She owes me a breath, the presence replied. The old woman stole it back. Debts must balance. Your father taught you that, did he not?

Dupe stepped forward, planting herself between the sisters and the far bank.

"Take mine instead," she snapped. "I have more years in my bones. Hers barely taste the world."

You are already mine, the hunger said lazily. You walked out of the ground with my letters on your palm. I am simply letting you stroll by the river for a while so the child does not drown in loneliness.

Dupe flinched.

Ifabola's stomach lurched.

"Then take me," she said, stepping around Dupe.
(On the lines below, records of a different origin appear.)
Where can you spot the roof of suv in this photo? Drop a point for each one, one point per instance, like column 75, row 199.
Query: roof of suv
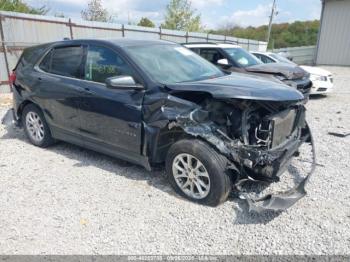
column 206, row 45
column 121, row 41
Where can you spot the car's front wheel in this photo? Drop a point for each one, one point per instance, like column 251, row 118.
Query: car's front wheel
column 197, row 172
column 35, row 126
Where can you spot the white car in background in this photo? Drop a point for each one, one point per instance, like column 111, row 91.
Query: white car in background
column 322, row 80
Her voice shook, but she forced the words out. "Leave her. Leave them. I'm already marked. You keep sniffing at me anyway."

Kike yelped. "No!"

Dupe grabbed for Ifabola's arm, but her hand passed through as if the girl were half smoke.

The presence's attention sharpened.

Tempting, it said.

The river shivered.

Behind Ifabola, the water parted, revealing not sand but another surface—a slow‑spinning whirl of blue and green light, like a shallow pool catching moonlight.

From its center, a different presence rose.

Cool.

Vast.

Familiar in a way that made Ifabola's chest ache with sudden, aching relief.

The messenger's voice hissed at the hunger from somewhere unseen.

You overreach, it said. This path is not fully yours.

"What is that?" Kike whispered, eyes wide.

Ifabola knew.

Not the name, not fully.

But she knew the feel.

Every time she had sat by the real river, toes in the mud, listening to water gossip over stones, that sense had been there—gentle but powerful, amused but watchful.

Now it stood before her, taking on a shape her mind could understand: a woman made of water and light, her hair streaming like currents, her eyes deep as mid‑stream pools.

"Daughter of my priests," the river‑lady said, voice like rain on leaves, "you do not offer your life lightly."

Ifabola's knees shook.

"He wants hers," she said, nodding at Kike. "And he says Dupe already owes him. Someone has to pay."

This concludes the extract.